Saat seseorang menepati janjinya, masyarakat pun merasakan dampak positifnya. Di sisi lain, apabila janji hanyalah omong kosong, keyakinan orang banyak pada para pemimpin tersebut dapat memudar.

Dalam konteks ini, perlu adanya kejujuran dan keterbukaan, serta membiasakan transparansi sejak awal kepemimpinan.

Rakyat harus memiliki akses untuk mengetahui apa yang sudah, sedang, dan akan dilakukan oleh pemimpinnya.

Ini bukan sekadar daftar panjang visi-misi, tetapi peta jalan yang konkret tentang bagaimana sebuah kebijakan akan diwujudkan dalam periode kepemimpinan.

Artinya, sebisa mungkin kemajuan tata kelola pemerintahan dipantau secara transparan oleh publik. Banyak negara demokrasi yang memiliki budaya politik lebih terbuka.

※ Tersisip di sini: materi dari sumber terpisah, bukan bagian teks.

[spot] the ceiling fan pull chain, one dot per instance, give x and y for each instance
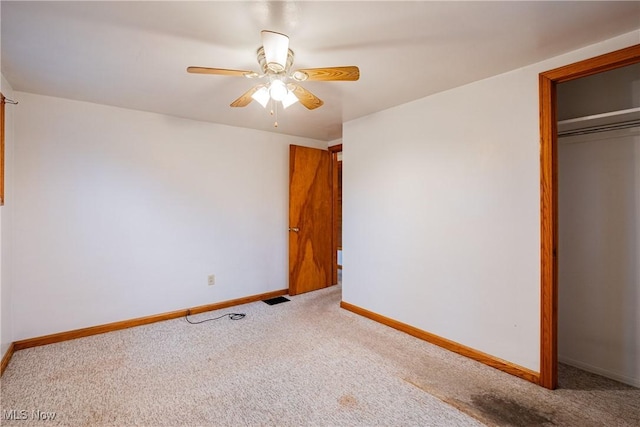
(275, 124)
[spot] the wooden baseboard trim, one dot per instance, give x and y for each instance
(469, 352)
(110, 327)
(7, 358)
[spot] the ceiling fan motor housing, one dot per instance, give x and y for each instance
(274, 67)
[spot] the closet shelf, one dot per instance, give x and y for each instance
(600, 122)
(620, 116)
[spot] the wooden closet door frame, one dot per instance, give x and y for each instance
(549, 196)
(334, 150)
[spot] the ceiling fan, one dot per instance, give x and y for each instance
(281, 83)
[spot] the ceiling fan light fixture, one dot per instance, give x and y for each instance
(262, 96)
(289, 99)
(299, 76)
(276, 49)
(278, 90)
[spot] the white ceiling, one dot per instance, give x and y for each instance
(135, 54)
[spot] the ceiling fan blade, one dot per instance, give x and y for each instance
(350, 73)
(245, 98)
(306, 98)
(276, 49)
(220, 71)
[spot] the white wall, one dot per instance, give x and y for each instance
(6, 215)
(599, 254)
(121, 214)
(441, 211)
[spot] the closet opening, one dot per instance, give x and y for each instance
(549, 192)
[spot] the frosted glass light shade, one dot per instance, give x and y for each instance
(262, 96)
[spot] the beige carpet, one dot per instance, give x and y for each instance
(302, 362)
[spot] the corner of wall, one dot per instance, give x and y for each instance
(6, 315)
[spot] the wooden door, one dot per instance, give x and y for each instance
(310, 220)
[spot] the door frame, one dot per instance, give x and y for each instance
(549, 196)
(334, 150)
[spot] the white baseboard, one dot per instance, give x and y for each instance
(635, 382)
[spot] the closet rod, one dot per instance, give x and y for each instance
(603, 128)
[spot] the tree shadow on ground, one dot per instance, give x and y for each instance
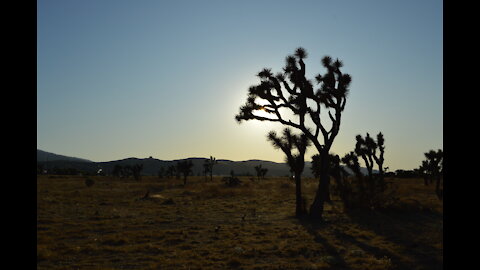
(408, 230)
(313, 228)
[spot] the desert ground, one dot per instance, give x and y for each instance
(207, 225)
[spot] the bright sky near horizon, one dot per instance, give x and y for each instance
(118, 79)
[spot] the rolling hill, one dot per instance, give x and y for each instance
(151, 166)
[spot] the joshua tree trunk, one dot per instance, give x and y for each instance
(299, 211)
(437, 189)
(316, 209)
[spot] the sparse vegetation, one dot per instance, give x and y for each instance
(207, 225)
(185, 168)
(261, 172)
(432, 169)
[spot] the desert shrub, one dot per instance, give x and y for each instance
(231, 181)
(89, 182)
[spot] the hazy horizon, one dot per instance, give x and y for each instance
(120, 79)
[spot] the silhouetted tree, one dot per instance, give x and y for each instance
(371, 190)
(206, 169)
(208, 166)
(171, 171)
(335, 171)
(136, 170)
(366, 148)
(261, 172)
(433, 169)
(39, 168)
(161, 172)
(296, 161)
(117, 171)
(185, 168)
(292, 91)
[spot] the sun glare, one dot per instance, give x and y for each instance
(263, 113)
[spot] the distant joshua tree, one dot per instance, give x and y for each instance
(261, 172)
(185, 168)
(136, 170)
(335, 171)
(208, 167)
(296, 161)
(299, 98)
(161, 172)
(370, 190)
(432, 169)
(171, 171)
(366, 148)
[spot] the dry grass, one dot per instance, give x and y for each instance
(110, 226)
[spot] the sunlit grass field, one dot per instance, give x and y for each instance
(207, 225)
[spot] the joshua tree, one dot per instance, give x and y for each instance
(185, 168)
(171, 171)
(290, 91)
(208, 166)
(423, 172)
(161, 172)
(296, 162)
(206, 169)
(370, 190)
(136, 170)
(433, 169)
(261, 172)
(335, 170)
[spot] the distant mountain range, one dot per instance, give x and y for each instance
(151, 166)
(47, 156)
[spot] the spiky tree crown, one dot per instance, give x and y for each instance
(292, 91)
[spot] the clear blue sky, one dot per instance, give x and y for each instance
(118, 79)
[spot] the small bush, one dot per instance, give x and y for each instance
(89, 182)
(231, 181)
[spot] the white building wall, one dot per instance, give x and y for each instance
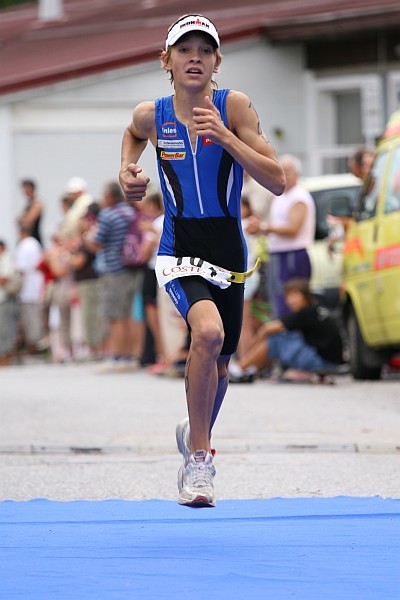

Masyarakat aktif mendiskusikan kebijakan pemerintah dan menagih janji melalui media, forum publik, dan diskusi akademik. Di Indonesia, inisiatif seperti ini harus diperkuat, agar kritik dan evaluasi terhadap pemimpin tidak hanya muncul menjelang pemilu, tetapi menjadi bagian dari

kesadaran politik sehari-hari.

Seorang pemimpin perlu memahami bahwa sebuah janji tak sebatas sebagai instrumen dalam ranah politik saja. Seorang politisi jangan hanya mengutarakan hal-hal yang diinginkan oleh masyarakat, melainkan mereka juga wajib menyusun kebijakan-kebijakan yang bisa dipertanggungjawabkan nantinya.

Masyarakat tak menginginkan sekadar janji, melainkan bukti nyata. Kini saatnya masyarakat menuntut kebenaran dengan menyadari bahwa demokrasi lebih dari sekedar pemilihan; itu pula soal memastikan tanggung jawab yang dipercayakan tidak dibuang-buang. (*)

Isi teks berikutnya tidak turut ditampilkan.